Posting a video won't help because the problem is not a "the wrong thing is happening" problem, but rather a "nothing is happening" problem. Posting a video of nothing happening seems silly, but then you Realize it is Revit so the sky is the limit on things not doing what you might expect them to.
So, you have some text, but you don't like what it says, so logically you want to change it. You double click on it and it opens the editing box. All of the text is highlighted. 25-years of using a computer has taught you that so far this is the normal behavior of a functioning text editor, and that if all the text is highlighted, you can just move your hand off your mouse and start typing with both hands and it will delete the bad text and replace it with your beautiful new ideas.
But Revit has other other plans for you.
You're looking at the sheet of paper on your desk, or the engineer's redlines as you type to make sure you carefully capture all of the important context.
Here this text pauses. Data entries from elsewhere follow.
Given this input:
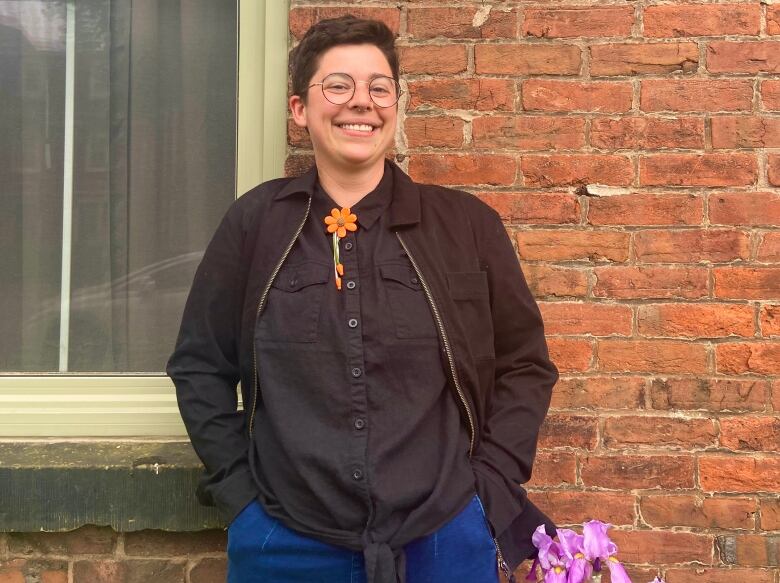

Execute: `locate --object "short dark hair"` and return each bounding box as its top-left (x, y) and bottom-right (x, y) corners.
top-left (289, 15), bottom-right (399, 100)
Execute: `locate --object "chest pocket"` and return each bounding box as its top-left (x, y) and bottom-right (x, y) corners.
top-left (446, 272), bottom-right (494, 358)
top-left (380, 263), bottom-right (438, 340)
top-left (256, 262), bottom-right (330, 343)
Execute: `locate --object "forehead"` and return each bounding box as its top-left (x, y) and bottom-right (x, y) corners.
top-left (313, 43), bottom-right (393, 78)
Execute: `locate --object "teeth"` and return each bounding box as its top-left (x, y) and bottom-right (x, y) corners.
top-left (339, 123), bottom-right (374, 132)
You reach back for your mouse to click ok... but then you realize that nothing has happened. The original text is still sitting there. Unaffected. Mocking you. Laughing at you.
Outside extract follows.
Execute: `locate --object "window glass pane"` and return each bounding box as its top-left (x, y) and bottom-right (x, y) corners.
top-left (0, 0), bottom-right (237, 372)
So you hit Escape to start over - somehow thinking there was some mistake. Now Revit wants to know if you really want to save the changes to your text. Wait, what? What changes? You haven't changed anything. Frantically stabbing the Escape key does no good. It's as though someone has put a sticker on your screen that looks like an error message. You end up in a loop of rage clicking and escaping over and over again expecting logic to engage at some point and let you out of the hell that has become this editing session.
So you find your mouse again. You click No to indicate that you don't want to keep any of the changes that you didn't make. You double click the text again. Now you have to look back at your keyboard to find the backspace button... somewhere in the North 40 by the F12 and Prt Scr keys. God, finally, an empty text box. But now the mouse has moved the cursor a little ways away from it, so when you finally find where you were in your notes, and you've re-typed them your eyes swim back into focus on your screen to discover... yes, an empty text field. Again.
Fate has taught you the folly of the Escape key, and since you're a smart monkey you don't fall for that trap again.
You simply give in to the idea that Revit does not edit text. At all. It actually hates the idea. So you delete all of the text in your drawing and just make new, unique versions of each piece, never to bother with the fussy notion of trying to edit any of it, ever again.